Была середина февраля: в шесть часов заря едва занималась, под ее бледными лучами плотный мрак ночи редел, переходя в полупрозрачную молочную мглу. В это утро заря была особенно бледной: восток не заалел, розовое сияние не согрело его. День медленно поднимал веки, мутным и скучным взглядом окидывал холмы, и вам уже не верилось, что может выглянуть солнце, что его не загасил ночной ливень. Дыхание утра было таким же холодным, как его лик. Сырой ветер разгонял ночные тучи, и когда они разошлись, глазам открылся тускло-серебристый круг, опоясавший горизонт, и застланный пеленой тумана небосвод.
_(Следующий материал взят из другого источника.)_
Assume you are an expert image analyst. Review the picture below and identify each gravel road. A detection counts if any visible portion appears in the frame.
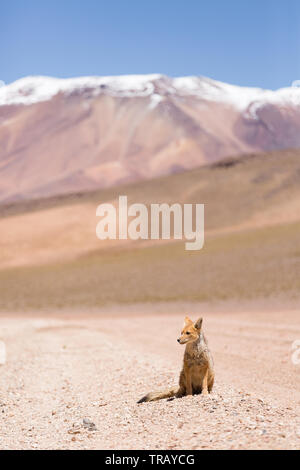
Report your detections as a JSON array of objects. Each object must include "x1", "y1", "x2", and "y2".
[{"x1": 0, "y1": 307, "x2": 300, "y2": 449}]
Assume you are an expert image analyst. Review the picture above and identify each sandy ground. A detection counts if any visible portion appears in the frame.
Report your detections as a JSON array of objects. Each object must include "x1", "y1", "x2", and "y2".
[{"x1": 0, "y1": 307, "x2": 300, "y2": 449}]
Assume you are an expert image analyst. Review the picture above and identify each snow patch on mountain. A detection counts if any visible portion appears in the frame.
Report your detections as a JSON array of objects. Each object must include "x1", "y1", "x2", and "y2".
[{"x1": 0, "y1": 74, "x2": 300, "y2": 115}]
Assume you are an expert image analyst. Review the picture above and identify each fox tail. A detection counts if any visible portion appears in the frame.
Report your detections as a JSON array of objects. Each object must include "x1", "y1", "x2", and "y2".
[{"x1": 138, "y1": 387, "x2": 179, "y2": 403}]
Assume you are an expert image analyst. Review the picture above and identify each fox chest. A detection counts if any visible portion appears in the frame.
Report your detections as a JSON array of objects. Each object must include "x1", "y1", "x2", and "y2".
[{"x1": 184, "y1": 353, "x2": 208, "y2": 372}]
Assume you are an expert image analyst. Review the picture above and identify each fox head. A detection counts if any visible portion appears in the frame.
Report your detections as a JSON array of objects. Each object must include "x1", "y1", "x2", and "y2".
[{"x1": 177, "y1": 317, "x2": 203, "y2": 344}]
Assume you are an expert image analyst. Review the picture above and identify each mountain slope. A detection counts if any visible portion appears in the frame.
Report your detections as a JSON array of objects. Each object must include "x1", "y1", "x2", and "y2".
[{"x1": 0, "y1": 75, "x2": 300, "y2": 201}]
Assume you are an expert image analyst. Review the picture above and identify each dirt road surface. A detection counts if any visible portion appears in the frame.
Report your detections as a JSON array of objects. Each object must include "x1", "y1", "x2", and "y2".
[{"x1": 0, "y1": 307, "x2": 300, "y2": 449}]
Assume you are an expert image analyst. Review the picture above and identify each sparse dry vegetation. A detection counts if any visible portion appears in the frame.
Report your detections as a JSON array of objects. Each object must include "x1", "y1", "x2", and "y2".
[{"x1": 0, "y1": 151, "x2": 300, "y2": 310}]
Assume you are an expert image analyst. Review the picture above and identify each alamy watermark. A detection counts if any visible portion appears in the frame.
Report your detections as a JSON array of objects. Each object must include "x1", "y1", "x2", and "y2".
[
  {"x1": 292, "y1": 339, "x2": 300, "y2": 366},
  {"x1": 96, "y1": 196, "x2": 204, "y2": 250}
]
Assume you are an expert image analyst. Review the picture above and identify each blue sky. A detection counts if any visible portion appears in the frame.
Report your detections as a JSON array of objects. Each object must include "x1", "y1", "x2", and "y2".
[{"x1": 0, "y1": 0, "x2": 300, "y2": 89}]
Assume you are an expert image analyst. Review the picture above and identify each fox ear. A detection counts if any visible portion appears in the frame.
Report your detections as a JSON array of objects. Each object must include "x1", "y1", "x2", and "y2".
[{"x1": 194, "y1": 318, "x2": 203, "y2": 330}]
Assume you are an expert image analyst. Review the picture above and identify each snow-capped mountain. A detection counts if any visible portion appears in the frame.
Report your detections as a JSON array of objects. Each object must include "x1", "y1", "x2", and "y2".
[{"x1": 0, "y1": 74, "x2": 300, "y2": 200}]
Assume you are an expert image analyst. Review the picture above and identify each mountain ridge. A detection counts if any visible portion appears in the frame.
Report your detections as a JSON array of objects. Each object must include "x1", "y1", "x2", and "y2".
[{"x1": 0, "y1": 74, "x2": 300, "y2": 202}]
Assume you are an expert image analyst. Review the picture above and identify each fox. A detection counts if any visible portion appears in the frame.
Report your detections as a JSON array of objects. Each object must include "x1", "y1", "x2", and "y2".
[{"x1": 138, "y1": 316, "x2": 215, "y2": 403}]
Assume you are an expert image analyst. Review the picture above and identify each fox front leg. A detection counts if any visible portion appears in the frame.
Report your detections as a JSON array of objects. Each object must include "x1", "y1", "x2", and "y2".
[
  {"x1": 185, "y1": 369, "x2": 193, "y2": 395},
  {"x1": 202, "y1": 368, "x2": 208, "y2": 395}
]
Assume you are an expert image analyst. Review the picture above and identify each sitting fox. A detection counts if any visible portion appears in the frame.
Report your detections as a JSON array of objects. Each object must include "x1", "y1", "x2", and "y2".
[{"x1": 138, "y1": 317, "x2": 214, "y2": 403}]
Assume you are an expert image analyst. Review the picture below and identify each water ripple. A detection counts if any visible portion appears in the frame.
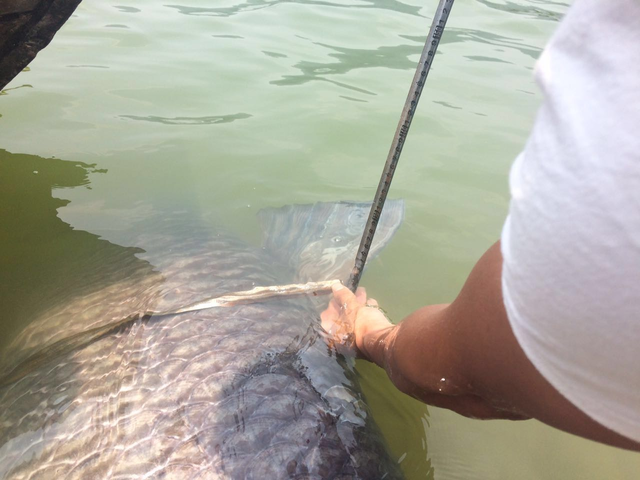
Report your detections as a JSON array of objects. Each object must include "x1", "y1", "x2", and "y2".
[
  {"x1": 477, "y1": 0, "x2": 569, "y2": 22},
  {"x1": 120, "y1": 113, "x2": 252, "y2": 125},
  {"x1": 270, "y1": 42, "x2": 422, "y2": 88},
  {"x1": 400, "y1": 27, "x2": 542, "y2": 60},
  {"x1": 165, "y1": 0, "x2": 422, "y2": 17}
]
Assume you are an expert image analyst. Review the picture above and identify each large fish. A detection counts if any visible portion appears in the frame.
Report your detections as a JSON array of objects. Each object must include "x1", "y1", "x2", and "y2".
[{"x1": 0, "y1": 201, "x2": 403, "y2": 480}]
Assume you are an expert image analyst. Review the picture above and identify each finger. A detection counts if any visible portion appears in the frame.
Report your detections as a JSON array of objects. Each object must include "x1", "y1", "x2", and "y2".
[
  {"x1": 356, "y1": 287, "x2": 367, "y2": 305},
  {"x1": 331, "y1": 283, "x2": 356, "y2": 306},
  {"x1": 366, "y1": 298, "x2": 378, "y2": 307}
]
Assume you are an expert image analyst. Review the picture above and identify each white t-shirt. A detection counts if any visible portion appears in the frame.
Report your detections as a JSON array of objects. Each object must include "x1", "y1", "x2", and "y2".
[{"x1": 502, "y1": 0, "x2": 640, "y2": 441}]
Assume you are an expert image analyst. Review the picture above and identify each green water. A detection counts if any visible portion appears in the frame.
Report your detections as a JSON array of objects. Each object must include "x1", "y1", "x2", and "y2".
[{"x1": 0, "y1": 0, "x2": 640, "y2": 480}]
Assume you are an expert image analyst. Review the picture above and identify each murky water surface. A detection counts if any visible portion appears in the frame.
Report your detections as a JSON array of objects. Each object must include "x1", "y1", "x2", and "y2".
[{"x1": 0, "y1": 0, "x2": 640, "y2": 480}]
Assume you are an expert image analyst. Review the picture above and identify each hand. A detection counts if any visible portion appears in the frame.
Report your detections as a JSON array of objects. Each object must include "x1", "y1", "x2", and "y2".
[{"x1": 320, "y1": 283, "x2": 393, "y2": 361}]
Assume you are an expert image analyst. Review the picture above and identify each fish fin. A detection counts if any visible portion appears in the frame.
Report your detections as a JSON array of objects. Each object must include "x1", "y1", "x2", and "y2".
[{"x1": 258, "y1": 200, "x2": 404, "y2": 282}]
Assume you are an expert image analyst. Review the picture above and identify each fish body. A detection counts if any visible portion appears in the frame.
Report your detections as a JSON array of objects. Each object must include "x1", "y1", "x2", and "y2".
[{"x1": 0, "y1": 201, "x2": 403, "y2": 479}]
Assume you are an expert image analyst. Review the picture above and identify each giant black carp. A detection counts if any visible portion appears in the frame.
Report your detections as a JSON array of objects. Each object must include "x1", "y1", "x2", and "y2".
[{"x1": 0, "y1": 201, "x2": 403, "y2": 480}]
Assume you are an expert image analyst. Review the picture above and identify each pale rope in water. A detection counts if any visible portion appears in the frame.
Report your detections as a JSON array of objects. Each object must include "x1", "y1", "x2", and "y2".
[{"x1": 146, "y1": 280, "x2": 341, "y2": 315}]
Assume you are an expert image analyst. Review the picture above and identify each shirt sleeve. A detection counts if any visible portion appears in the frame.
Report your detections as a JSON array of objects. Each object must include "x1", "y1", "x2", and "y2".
[{"x1": 502, "y1": 0, "x2": 640, "y2": 441}]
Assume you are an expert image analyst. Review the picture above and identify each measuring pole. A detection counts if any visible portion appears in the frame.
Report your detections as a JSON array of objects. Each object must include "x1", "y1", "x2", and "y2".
[{"x1": 347, "y1": 0, "x2": 453, "y2": 292}]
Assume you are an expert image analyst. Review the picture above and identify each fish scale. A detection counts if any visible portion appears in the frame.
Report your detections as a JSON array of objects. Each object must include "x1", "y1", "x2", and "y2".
[{"x1": 0, "y1": 203, "x2": 402, "y2": 479}]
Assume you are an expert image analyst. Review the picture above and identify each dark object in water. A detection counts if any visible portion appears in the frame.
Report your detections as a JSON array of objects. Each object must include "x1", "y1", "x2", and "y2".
[
  {"x1": 0, "y1": 0, "x2": 81, "y2": 90},
  {"x1": 0, "y1": 201, "x2": 403, "y2": 480}
]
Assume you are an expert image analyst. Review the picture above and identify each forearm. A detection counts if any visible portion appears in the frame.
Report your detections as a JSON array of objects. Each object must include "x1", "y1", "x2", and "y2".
[{"x1": 362, "y1": 243, "x2": 640, "y2": 450}]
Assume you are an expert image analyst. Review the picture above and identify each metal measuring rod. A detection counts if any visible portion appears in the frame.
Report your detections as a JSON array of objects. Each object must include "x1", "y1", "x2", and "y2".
[{"x1": 346, "y1": 0, "x2": 454, "y2": 292}]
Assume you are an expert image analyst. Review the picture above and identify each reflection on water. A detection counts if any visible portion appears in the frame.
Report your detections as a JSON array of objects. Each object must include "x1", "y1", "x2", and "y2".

Дождь перестал, но земля была еще совсем мокрая, лужи и ручейки набухли от воды.
Окна фабрики засветились, колокол зазвонил — и вот уже начали сбегаться детишки; будем надеяться, что в спешке они не успели очень прозябнуть в это неприветливое утро; но, быть может, оно показалось им не особенно суровым они ходили на фабрику и в ливень, и в метели, и в трескучие морозы.
Мур стоял у ворот, считал их и пропускал во двор; тем, кто опаздывал, он делал замечание, а Джо Скотт, со своей стороны, добавлял два-три словечка покрепче, когда они входили в цех; однако ни хозяина, ни старшего мастера нельзя было упрекнуть в излишней суровости; ни тот, ни другой не были грубыми или жестокими людьми, хотя такое впечатление и могло создаться, ибо один опоздавший рабочий был оштрафован; Мур тут же у ворот взял с него пенни и предупредил, что в следующий раз взыщет вдвое.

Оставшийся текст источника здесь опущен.